Weedy dry land pasture management ...
Delta County Colorado
I am not sure what article you are referring to, or what your question is. Could you explain a bit more?
Perhaps it does exist, but a document that would cover all of the topics you are after would need to be of book length, perhaps a set of books. A person able to answer all of these things accurately from memory might have a masters or PhD in agronomy and soil science , so years and years of classroom instruction, especially since what is a decent OM content or mineral content in one soil and situation is pitiful in another. Since extension tries to deliver information in a way that is easy to use for a landowner/manager the documents often cover the major issues and then if you want to learn more about specific components you would need to find another article on that topic.

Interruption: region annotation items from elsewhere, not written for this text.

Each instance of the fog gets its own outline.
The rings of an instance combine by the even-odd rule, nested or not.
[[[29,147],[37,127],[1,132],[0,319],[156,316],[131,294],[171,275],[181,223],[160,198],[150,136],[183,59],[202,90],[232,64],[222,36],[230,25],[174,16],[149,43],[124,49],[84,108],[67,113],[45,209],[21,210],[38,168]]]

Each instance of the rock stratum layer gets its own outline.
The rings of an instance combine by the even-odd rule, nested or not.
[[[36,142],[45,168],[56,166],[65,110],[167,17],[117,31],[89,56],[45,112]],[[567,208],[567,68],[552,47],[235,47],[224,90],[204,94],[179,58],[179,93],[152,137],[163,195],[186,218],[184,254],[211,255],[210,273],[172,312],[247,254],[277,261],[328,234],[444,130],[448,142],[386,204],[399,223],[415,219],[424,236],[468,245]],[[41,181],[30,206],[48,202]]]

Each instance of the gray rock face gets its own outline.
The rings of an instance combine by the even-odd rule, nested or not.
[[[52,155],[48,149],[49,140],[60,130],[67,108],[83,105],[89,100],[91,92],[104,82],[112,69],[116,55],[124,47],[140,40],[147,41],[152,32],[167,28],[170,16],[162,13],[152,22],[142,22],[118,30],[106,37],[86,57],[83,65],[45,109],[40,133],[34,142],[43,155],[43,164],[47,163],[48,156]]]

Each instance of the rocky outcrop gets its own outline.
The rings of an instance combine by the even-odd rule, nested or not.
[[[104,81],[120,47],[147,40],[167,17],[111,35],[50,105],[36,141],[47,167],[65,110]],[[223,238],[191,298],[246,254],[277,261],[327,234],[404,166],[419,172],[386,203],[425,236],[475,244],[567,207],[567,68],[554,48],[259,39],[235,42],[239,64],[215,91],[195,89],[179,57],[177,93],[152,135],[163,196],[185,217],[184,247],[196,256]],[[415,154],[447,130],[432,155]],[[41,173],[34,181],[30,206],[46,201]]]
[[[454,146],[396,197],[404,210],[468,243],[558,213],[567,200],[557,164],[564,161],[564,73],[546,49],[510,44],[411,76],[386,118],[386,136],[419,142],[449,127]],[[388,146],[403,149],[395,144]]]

For explanations of ranges of soil micro and macro nutrients the CSU soils lab has a good fact sheet: https://extension.colostate.edu/topic-areas/agriculture/soil-test-explanation-0-502/
When it comes to pasture or rangeland care, the amount of forage and the types of forage plants that can grow is often most limited by the type of soil (amendments can help but are generally not a long term solution) and the amount of rainfall (unless irrigation is available). So the praying is that the rain comes at a time the seeds can germinate and establish. There is no silver bullet plan that can 100% of the time bring a pasture back into production.
Also, the vast majority of land in Colorado is currently or has been overgrazed, many areas of Colorado cannot support even one animal unit on less than 40 acres, every time the ground is overused (grazing, trampling) it gets worse. Weeds are usually the first issue to address which is likely why the article you were looking at focused on weed control, once weeds are controlled covering the ground with a good plant is the next step before weeds get a chance to return.
If you are looking for Organic solutions to weeds you will need to specifically look for organic documents , some will include both methodologies but most are aimed at conventional management options, unless they are titled for organics.
You may also find the answers you are looking for in specific relation to your property by contacting your local NRCS (Natural Resource Conservation Services) office. They can help you determine the potential and abilities of the soil you are working with and what can be reasonably done to improve it.